Solskjaer attracted some scepticism within Norway when he announced he had returned home to collect silverware with Molde. “I signed a four-year contract with an ambitious club”, declared the former Champions League final-winning goalscorer. “I am satisfied because we have a good team with loads of potential and I am confident that we can win the league in my time at the club.” If Solskjaer makes good on his promise it will be a first ever national title for Molde, who have won two Norwegian Cups and finished as top flight runners-up seven times.
While Sir Alex Ferguson was Solskjaer’s mentor as he took his first steps into coaching (“Twenty seconds after I told Ferguson I couldn’t play anymore”, said the Norwegian, “he offered me a new job, asking if I would join his coaching staff”), the former Norway national team boss Egil “Drillo” Olsen also played an important role in the striker’s development. “Olsen is fantastic at motivating players and making them believe they can do it”, remembered Solskjaer, who was in “Drillo’s” Norway side that defeated Brazil at the 1998 World Cup.

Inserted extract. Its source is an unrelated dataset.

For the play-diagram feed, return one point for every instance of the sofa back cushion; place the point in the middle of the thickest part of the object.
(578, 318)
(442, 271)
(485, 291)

“If a player has the right attitude, he can learn a lot from Olsen’s way of coaching and managing – and that’s what Solskjaer did. He has a good football brain and he’s down to earth”, commented Stale Solbakken, another former Norway international who played under “Drillo”. Last season Solbakken led Danish giants FC Copenhagen to an impressive march to the Superligaen title, setting four records along the way, and to the Round of 16 in the Champions League; another good example for Solskjaer to follow. It seems that, regardless of whether Molde can maintain their momentum, the former Manchester United man is looking every inch a diamond in the rough in the dugout.